Pergulatan batal atau tidak reklamasi telah memasuki babak baru, setelah sebelumnya muncul berbagai pihak (bahkan yang tidak berkepentingan) ikut bicara tebtang reklamasi. Dari mulai tekhnokrat kampus terkemuka di Jawa Barat, aktivis lingkungan, orang yang mengaku aktivis nelayan hingga politisi dan dosen filsafat ikut bicara. Serangannya beragam, dari mulai soal dugaan adanya penyimpangan proses pembangunan secara tekhnis, dampak lingkungan, kepentingan nelayan, hingga persoalan imigran China dan adanya dugaan korupsi berkait perijinan reklamasi.

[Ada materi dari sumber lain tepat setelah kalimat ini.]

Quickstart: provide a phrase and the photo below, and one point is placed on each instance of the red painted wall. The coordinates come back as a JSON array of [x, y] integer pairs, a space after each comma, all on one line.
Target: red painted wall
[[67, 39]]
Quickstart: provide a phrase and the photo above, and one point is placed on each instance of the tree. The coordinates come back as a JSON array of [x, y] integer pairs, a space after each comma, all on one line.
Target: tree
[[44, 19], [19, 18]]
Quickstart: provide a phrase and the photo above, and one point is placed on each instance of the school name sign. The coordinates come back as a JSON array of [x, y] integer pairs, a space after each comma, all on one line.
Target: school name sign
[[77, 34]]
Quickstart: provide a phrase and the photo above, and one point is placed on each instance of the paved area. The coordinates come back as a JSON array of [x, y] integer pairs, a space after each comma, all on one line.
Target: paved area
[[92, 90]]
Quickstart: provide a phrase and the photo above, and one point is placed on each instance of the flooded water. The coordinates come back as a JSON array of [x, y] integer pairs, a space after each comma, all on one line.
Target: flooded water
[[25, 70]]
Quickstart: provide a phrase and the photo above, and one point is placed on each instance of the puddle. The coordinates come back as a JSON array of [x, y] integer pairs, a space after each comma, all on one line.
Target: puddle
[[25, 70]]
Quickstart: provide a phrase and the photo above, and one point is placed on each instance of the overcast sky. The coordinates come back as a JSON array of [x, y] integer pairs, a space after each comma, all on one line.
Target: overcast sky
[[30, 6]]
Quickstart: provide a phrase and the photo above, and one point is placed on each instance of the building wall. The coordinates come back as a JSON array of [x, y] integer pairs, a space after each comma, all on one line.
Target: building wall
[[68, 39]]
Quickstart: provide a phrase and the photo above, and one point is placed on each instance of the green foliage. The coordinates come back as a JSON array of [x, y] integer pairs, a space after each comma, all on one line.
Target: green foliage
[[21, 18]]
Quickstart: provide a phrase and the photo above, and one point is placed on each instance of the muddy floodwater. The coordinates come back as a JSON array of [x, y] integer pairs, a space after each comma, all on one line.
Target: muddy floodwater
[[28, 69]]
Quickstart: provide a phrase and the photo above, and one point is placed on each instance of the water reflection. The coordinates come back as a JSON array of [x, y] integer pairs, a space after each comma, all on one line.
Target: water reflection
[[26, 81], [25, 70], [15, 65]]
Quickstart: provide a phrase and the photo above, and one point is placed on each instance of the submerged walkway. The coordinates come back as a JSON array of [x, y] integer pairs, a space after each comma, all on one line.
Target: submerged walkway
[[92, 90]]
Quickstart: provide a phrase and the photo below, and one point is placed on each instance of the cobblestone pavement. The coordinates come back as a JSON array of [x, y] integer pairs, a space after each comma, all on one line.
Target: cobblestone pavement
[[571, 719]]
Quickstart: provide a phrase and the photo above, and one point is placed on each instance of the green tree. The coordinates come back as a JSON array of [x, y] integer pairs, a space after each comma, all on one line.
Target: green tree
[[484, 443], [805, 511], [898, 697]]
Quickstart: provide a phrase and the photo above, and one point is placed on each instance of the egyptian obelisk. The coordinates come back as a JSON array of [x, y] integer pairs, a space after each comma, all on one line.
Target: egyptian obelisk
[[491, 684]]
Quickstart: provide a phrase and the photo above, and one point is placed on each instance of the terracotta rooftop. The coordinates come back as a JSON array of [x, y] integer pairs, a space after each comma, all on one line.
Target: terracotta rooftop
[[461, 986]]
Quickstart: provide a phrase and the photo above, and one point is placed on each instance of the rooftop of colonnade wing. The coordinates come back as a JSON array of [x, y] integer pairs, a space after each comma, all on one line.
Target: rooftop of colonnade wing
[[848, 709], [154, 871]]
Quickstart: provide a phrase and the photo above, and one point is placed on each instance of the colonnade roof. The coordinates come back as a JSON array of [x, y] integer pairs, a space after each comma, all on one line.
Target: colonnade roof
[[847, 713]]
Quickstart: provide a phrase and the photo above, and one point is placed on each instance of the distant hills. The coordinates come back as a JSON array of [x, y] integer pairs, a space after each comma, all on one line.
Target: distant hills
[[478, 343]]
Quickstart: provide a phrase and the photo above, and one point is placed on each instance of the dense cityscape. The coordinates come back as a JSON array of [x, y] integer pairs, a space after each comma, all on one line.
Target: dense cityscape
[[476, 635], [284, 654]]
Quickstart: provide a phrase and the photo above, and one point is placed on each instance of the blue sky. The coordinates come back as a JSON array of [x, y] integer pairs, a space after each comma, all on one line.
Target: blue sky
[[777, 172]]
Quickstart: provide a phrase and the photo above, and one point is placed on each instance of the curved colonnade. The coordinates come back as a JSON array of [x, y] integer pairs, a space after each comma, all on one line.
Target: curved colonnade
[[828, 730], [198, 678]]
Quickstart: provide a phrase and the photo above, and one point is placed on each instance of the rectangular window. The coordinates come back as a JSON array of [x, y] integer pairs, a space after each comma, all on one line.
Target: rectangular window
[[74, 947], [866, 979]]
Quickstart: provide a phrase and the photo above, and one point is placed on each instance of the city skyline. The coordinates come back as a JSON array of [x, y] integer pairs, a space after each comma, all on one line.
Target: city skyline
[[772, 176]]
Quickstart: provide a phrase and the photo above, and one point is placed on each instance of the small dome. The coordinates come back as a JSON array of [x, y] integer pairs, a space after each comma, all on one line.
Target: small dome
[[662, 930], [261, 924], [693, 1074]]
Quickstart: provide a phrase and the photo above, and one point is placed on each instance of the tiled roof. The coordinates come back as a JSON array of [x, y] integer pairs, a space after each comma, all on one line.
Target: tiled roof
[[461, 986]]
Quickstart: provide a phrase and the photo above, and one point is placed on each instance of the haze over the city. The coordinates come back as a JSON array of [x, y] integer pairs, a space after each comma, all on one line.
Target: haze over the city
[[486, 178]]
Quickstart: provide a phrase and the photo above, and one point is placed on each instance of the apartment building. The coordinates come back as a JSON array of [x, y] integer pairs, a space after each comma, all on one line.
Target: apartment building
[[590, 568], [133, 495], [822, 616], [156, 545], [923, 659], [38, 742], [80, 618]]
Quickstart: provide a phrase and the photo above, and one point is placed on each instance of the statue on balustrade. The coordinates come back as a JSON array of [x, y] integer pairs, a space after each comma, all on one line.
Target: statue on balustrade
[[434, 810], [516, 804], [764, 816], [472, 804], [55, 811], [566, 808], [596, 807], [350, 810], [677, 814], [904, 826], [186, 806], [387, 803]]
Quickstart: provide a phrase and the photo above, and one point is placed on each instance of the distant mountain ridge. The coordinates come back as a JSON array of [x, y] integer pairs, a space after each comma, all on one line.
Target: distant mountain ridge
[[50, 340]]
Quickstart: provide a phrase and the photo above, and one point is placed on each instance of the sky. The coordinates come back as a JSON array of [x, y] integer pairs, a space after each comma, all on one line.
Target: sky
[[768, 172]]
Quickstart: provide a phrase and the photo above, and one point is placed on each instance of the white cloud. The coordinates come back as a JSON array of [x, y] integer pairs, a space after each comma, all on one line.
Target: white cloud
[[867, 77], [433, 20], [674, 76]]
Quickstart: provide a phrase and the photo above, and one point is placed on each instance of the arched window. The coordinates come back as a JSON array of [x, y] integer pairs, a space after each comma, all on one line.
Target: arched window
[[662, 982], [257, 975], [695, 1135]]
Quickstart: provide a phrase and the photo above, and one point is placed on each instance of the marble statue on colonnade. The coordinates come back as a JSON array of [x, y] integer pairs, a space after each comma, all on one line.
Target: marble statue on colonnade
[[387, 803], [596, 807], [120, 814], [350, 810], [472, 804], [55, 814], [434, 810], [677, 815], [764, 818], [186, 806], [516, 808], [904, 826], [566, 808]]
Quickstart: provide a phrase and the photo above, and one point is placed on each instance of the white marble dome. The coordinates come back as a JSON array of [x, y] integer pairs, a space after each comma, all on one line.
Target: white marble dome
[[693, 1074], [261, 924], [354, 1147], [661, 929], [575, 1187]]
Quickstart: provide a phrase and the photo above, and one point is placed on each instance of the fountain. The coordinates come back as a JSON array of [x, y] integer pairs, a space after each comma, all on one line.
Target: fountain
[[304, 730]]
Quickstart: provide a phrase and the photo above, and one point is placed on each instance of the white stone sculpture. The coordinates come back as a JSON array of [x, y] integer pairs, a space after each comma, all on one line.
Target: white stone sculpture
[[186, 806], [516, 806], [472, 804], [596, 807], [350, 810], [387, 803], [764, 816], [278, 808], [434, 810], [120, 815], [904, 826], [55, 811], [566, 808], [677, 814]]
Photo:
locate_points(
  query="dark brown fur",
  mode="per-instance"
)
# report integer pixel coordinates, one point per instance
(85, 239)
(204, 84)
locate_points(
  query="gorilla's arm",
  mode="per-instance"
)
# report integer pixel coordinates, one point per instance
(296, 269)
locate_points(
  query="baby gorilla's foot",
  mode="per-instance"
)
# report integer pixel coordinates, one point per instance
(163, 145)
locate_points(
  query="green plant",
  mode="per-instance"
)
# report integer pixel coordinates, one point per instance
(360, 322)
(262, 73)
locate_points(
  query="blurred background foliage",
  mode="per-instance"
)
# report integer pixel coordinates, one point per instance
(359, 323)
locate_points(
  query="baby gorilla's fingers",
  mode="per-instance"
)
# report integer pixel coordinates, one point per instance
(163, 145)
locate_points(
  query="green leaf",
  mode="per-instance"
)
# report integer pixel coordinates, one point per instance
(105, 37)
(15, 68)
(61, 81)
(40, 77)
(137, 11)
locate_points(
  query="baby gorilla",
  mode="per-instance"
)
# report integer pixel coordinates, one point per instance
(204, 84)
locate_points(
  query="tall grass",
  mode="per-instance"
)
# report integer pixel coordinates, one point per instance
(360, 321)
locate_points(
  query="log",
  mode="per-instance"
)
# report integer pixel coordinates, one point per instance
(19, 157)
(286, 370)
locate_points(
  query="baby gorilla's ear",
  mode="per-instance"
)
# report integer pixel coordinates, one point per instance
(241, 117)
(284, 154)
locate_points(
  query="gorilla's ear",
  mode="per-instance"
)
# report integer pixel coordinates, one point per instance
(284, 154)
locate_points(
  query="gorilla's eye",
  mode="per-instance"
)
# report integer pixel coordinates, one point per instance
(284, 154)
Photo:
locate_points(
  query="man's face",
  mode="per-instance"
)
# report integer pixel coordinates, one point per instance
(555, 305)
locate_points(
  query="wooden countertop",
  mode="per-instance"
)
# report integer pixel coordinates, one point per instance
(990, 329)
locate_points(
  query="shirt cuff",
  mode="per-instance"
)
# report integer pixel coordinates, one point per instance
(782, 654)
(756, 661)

Belakangan itu semua mendadak terhenti. Entah siapa yang menghentikan. Karena lantas saja setelah isu-isu itu hilang, Anies langsung bermanuver tentang rencananya membatalkan serrtifikat HGB yang timbul untuk pulau-pulau reklamasi. Anies berhasil menggeser pertarungan dari soal-soal diatas yang akhirnya dapat dengan mudah dipatahkan, dengan membawa ‘tagline’ baru, batalkan sertifikat pulau reklamasi. Pertanyaannya menjadi, apa sebenarnya yang dituju oleh Anies? Membatalkan reklamasi, menggugat beberapa hal tentang reklamasi yang dianggap keliru seperti isu tekhnis, lingkungan, ikan, nelayan, ijin dan imigran China, membatalkan sertifikat pulau reklamasi, ataukah ada tujuan lain yang termaksud dari manuvernya selama ini.
Hari ini, Prof. DR. Yusril Ihza Mahendra dengan tegas menyatakan di sebuah media terkemuka bahwa Anies tidak dapat membatalkan sertifikat pulau reklamasi. Yusril memberikan argumentasi hukumnya secara lugas, tangkas dan mendasar. Karena kewenangan pembatalan sertifikat berada dalam domain BPN, dan atau berdasarkan perintah pengadilan berdasarkan keputusan hukum tetap. Seorang gubernur yang serta merta membatalkan sertifikat, bukan saja melakukan tindakan diluar kewenangan, tetapi juga membuat sistem kekuasaan politik di DKI menjadi menggunakan cara-cara Abu Nawas, yang segala bisa. Membatalkan sertifikat secara sepihak, jelas merupakan langkah diluar gugus tugas seorang kepala daerah, tak perduli sekhusus apa daerah yang dipimpinnya.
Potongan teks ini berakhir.